"About ten o'clock I was playin' pool in Rafferty's place with the butt end of the cue. After that, things got kind o'hazy."
"Well, I want you to buckle down and think hard. Don't you remember going over to Cat Biggs's about noon, and sitting down at one of the empty card-tables to drink yourself stiff?"
Judson could not have told, under the thumbscrews, why he was prompted to tell Gridley a plain lie. But he did it.
"I can't remember," he denied. Then then needle-pointed brain got in its word, and he added, "Why?"
"I saw you there when I was going up to dinner. You called me in to tell me what you were going to do to Lidgerwood if he slated you for getting drunk. Don't you remember it?"
Judson was looking the master-mechanic fairly in the eyes when he said, "No, I don't remember a thing about that."
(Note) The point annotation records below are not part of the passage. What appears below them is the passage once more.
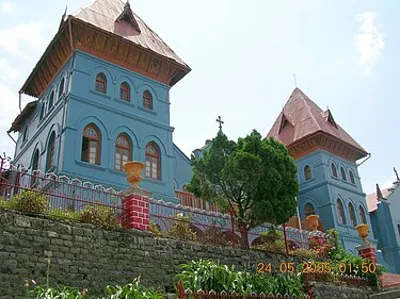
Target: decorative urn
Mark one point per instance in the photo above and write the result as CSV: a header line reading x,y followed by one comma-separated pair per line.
x,y
134,170
363,231
312,222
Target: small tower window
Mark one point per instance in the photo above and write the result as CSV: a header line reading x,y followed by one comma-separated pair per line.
x,y
91,145
343,173
351,175
125,92
35,166
153,162
147,100
101,83
51,100
50,151
340,211
122,151
61,88
352,214
42,110
363,218
307,173
309,209
334,170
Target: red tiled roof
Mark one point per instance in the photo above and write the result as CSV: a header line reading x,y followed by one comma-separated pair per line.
x,y
306,119
104,14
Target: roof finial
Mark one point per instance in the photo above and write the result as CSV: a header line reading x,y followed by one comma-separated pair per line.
x,y
219,120
397,175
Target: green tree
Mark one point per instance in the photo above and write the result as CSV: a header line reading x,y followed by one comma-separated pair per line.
x,y
254,177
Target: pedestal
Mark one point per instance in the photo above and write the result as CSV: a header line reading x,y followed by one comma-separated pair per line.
x,y
368,251
135,209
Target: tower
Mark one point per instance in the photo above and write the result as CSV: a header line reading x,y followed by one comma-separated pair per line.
x,y
102,89
326,155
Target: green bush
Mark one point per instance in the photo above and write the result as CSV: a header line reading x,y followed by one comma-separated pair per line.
x,y
209,275
28,201
99,215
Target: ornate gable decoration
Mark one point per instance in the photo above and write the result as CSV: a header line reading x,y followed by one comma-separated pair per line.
x,y
128,17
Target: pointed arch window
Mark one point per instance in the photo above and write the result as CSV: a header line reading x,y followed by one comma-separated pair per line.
x,y
91,141
361,212
307,173
61,87
147,100
42,110
123,151
352,214
309,209
351,175
343,173
51,100
35,166
340,212
50,151
334,170
101,83
153,162
125,92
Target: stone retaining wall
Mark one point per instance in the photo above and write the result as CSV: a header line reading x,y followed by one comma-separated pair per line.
x,y
82,255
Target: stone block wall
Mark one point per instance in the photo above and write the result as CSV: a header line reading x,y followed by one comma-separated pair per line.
x,y
83,255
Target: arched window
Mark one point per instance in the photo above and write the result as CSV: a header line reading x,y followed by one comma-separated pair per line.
x,y
122,151
340,211
343,173
35,166
351,175
352,214
50,151
309,209
61,87
363,218
334,170
153,162
42,110
91,141
51,100
307,173
147,100
101,83
125,92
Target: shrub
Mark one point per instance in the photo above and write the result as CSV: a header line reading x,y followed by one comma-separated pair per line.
x,y
99,215
28,201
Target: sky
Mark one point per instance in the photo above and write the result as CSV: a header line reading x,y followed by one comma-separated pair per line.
x,y
243,55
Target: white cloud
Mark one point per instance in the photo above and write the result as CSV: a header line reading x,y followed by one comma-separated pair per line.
x,y
6,6
8,72
370,41
23,38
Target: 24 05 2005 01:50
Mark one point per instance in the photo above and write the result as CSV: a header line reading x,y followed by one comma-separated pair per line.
x,y
315,267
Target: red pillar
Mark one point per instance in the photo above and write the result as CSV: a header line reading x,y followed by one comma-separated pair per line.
x,y
368,251
135,212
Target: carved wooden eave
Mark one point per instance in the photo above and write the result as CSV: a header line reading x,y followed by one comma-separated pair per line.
x,y
75,34
327,142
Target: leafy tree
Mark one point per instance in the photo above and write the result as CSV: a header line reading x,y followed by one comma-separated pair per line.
x,y
254,177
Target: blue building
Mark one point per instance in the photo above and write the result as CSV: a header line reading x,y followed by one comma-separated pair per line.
x,y
384,211
102,89
326,157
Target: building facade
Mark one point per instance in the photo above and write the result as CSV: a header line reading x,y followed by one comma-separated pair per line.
x,y
326,157
102,89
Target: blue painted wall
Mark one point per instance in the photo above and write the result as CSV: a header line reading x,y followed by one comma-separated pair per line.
x,y
82,105
324,189
385,222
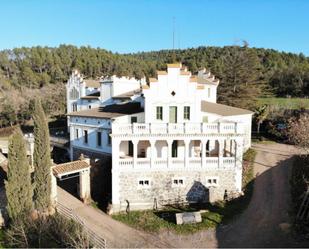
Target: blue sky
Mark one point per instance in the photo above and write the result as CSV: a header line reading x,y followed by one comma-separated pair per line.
x,y
141,25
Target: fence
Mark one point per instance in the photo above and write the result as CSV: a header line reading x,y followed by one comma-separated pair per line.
x,y
97,241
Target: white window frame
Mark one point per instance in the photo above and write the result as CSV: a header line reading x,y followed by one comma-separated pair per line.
x,y
177,185
97,138
84,137
159,107
76,133
143,186
184,112
213,179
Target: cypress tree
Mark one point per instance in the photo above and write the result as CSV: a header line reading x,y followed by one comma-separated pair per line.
x,y
41,160
18,185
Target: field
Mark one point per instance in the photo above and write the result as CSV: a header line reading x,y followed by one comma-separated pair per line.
x,y
286,103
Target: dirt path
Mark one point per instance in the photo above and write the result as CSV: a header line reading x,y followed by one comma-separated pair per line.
x,y
117,235
264,223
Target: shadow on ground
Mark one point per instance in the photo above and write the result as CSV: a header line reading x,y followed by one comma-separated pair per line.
x,y
266,222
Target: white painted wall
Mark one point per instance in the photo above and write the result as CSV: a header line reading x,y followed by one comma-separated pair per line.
x,y
186,94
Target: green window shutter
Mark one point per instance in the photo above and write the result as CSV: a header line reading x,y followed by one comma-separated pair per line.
x,y
159,114
186,113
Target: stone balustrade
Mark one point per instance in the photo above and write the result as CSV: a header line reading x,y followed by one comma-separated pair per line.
x,y
176,128
161,163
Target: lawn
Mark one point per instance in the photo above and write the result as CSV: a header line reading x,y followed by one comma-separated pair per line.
x,y
286,103
217,213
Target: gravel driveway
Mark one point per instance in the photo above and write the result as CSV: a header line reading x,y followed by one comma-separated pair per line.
x,y
265,223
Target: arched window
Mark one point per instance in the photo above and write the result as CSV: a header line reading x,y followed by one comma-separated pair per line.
x,y
74,94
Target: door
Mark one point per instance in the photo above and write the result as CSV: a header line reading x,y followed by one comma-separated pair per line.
x,y
175,148
133,120
173,114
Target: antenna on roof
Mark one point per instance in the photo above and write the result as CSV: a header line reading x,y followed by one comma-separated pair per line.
x,y
173,50
173,32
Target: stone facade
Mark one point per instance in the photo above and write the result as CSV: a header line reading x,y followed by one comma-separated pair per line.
x,y
162,190
76,152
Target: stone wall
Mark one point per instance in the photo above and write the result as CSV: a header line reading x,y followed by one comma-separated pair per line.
x,y
88,153
162,190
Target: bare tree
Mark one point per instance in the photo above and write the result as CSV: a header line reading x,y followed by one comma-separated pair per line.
x,y
298,132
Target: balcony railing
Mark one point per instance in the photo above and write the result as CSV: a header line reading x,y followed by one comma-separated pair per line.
x,y
177,128
193,162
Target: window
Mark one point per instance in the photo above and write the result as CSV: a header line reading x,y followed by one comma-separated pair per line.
x,y
175,148
144,183
159,115
212,181
76,134
177,182
74,94
99,138
109,138
133,120
85,136
186,113
74,107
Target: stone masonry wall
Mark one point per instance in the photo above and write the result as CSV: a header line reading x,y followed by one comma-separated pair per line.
x,y
91,154
162,189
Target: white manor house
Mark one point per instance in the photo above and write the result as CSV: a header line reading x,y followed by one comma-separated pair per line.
x,y
167,138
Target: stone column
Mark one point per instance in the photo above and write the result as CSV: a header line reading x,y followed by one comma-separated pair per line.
x,y
203,143
71,142
115,175
84,185
169,153
187,154
220,151
53,188
238,164
153,155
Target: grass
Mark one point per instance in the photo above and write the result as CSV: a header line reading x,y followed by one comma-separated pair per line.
x,y
298,182
286,103
153,221
2,238
217,213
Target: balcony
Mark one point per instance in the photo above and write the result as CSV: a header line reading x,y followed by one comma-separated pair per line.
x,y
176,163
176,128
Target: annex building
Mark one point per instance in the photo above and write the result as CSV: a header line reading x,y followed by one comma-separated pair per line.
x,y
167,138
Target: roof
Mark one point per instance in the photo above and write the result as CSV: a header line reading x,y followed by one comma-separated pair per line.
x,y
211,81
127,95
223,110
174,65
110,111
95,95
92,83
90,97
70,167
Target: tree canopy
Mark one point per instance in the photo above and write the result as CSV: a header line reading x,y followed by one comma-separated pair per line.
x,y
245,73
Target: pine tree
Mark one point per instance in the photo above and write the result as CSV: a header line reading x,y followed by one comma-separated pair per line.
x,y
41,160
18,185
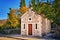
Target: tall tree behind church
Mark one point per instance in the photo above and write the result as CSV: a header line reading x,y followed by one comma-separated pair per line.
x,y
23,7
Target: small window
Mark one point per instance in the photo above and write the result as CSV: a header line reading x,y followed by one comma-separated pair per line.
x,y
24,26
29,18
36,26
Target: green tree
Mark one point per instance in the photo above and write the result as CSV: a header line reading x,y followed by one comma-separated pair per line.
x,y
12,19
23,7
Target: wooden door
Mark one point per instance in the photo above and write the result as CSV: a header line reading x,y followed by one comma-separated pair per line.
x,y
29,29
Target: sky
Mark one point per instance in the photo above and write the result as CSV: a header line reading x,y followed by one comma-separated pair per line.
x,y
6,4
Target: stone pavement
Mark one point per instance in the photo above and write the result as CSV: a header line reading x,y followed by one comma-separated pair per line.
x,y
19,37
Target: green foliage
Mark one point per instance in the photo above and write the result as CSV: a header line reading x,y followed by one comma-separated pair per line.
x,y
22,3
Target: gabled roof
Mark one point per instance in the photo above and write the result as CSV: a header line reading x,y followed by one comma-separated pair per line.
x,y
30,10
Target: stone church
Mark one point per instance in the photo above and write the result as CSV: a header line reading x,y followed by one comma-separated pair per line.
x,y
34,24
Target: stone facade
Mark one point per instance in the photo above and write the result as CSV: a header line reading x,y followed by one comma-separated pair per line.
x,y
39,24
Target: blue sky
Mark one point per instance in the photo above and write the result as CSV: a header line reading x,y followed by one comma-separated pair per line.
x,y
6,4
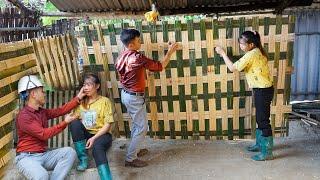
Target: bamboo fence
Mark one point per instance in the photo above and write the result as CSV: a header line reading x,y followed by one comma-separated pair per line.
x,y
196,96
16,60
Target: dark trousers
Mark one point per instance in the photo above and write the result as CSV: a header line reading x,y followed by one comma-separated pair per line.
x,y
262,101
100,145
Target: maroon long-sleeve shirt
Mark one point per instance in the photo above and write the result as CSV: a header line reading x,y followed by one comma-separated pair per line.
x,y
32,126
131,66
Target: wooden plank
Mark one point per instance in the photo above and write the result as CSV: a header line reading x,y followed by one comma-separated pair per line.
x,y
74,63
42,60
53,71
61,76
66,55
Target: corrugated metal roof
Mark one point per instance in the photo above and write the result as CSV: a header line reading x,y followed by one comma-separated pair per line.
x,y
173,6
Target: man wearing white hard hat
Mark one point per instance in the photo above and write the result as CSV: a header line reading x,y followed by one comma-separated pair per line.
x,y
33,159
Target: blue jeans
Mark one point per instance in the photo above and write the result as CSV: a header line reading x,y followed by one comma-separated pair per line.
x,y
137,110
35,166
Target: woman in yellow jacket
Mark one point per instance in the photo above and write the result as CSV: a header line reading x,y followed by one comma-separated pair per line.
x,y
255,65
93,130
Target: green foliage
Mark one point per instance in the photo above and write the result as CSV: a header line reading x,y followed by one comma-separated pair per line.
x,y
49,7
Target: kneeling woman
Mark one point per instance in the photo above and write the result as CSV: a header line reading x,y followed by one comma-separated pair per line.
x,y
94,128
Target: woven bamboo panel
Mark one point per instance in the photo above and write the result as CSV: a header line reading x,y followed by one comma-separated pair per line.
x,y
56,59
16,60
196,96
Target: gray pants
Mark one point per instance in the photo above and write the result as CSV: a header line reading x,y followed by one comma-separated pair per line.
x,y
136,108
36,166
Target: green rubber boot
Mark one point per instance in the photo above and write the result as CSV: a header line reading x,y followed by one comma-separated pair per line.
x,y
104,172
256,147
266,144
80,147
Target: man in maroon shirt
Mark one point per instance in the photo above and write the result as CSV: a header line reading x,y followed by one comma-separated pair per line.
x,y
33,159
131,65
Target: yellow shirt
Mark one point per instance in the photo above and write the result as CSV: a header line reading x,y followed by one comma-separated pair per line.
x,y
256,69
97,115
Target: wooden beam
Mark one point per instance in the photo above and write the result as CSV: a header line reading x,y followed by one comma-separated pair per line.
x,y
111,15
19,29
19,4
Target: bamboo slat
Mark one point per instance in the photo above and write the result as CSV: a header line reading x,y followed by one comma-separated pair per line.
x,y
196,96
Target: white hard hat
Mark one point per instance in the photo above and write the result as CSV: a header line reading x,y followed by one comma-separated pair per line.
x,y
28,82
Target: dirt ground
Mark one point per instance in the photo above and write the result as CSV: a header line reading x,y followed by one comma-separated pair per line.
x,y
296,157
"Try again," said Gridley, and now the shrewd gray eyes under the brim of the soft-rolled felt hat held the engineer helpless.
"I guess—I do—remember it—now," said Judson, slowly, trying, still ineffectually, to break Gridley's masterful eyehold upon him.
"I thought you would," said the master-mechanic, without releasing him. "And you probably remember, also, that I took you out into the street and started you home."
"Yes," said Judson, this time without hesitation.